I was trying to get a little better grasp on source criticism the other day and ran across a Themelios book review on The Formation of the Pentateuch. I thought the reviewer’s summary was pretty good, but what do I know? Do you (and @Christy, and anyone else out there with a little knowledge to share) think it’s an accurate description of the state of things?
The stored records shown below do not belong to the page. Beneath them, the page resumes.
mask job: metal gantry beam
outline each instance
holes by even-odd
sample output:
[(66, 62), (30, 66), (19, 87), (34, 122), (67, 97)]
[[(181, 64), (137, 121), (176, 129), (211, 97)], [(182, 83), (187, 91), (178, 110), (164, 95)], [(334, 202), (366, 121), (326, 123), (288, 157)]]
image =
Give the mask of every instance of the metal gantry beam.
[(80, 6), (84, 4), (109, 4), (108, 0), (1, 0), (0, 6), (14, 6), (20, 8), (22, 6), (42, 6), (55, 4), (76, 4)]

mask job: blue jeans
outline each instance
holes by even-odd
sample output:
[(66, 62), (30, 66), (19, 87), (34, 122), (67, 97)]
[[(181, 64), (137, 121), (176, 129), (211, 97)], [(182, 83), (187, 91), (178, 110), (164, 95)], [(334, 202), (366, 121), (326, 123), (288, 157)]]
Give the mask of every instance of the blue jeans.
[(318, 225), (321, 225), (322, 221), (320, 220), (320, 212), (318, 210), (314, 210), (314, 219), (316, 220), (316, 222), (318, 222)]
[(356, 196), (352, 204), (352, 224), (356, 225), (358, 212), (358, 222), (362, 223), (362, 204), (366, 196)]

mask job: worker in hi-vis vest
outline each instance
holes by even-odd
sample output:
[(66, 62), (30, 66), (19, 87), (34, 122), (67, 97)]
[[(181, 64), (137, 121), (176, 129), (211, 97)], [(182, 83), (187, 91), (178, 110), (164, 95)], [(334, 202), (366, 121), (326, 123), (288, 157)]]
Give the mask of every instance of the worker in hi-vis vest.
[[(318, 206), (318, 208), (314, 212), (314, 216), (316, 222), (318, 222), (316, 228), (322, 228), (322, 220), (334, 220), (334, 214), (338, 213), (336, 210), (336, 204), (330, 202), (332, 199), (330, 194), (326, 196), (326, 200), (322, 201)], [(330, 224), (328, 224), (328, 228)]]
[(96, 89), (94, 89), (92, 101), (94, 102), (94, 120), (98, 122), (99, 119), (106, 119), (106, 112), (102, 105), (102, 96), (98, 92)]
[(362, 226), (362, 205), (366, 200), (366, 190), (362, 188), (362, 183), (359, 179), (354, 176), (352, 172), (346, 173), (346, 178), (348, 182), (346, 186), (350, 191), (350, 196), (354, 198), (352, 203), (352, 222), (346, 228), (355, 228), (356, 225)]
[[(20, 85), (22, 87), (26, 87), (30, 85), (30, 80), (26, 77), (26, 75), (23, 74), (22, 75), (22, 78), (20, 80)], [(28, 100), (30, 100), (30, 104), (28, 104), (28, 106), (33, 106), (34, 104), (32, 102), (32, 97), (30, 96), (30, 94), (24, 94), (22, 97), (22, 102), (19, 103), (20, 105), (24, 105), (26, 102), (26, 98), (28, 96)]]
“This is an important book and to understand how it contributes to biblical studies, it is crucial first to remember the present state of critical scholarship on the Pentateuch. Currently, two main approaches coexist. On the one hand, many exegetes in North America and in Israel still endorse the Documentary Hypothesis, albeit often in a refined version. According to Julius Wellhausen’s hypothesis, four documents (J, E, D, P) underlie the Pentateuch. While this theory came under heavy fire during the last quarter of the twentieth century, some scholars (the so-called “Neo-Documentarians”), building on the work of their mentor B. Schwartz, have skillfully renewed it, notably J. Baden (The Composition of the Pentateuch: Renewing the Documentary Hypothesis [New Haven: Yale University Press, 2012]) and J. Stackert (A Prophet like Moses: Prophecy, Law, and Israelite Religion [New York: Oxford University Press, 2014]). On the other hand, most critical scholars in Europe have long ceased to believe in the existence of E (the so-called Elohist document), and more recently in J, that is, the Yahwist (see e.g., T. B. Dozeman and K. Schmid, A Farewell to the Yahwist? The Composition of the Pentateuch in Recent European Interpretation [Atlanta: SBL Press, 2006]). Accordingly, the main division in Genesis to Numbers is to be found between P (the Priestly work) and non-P, with some Deuteronomistic influence too.”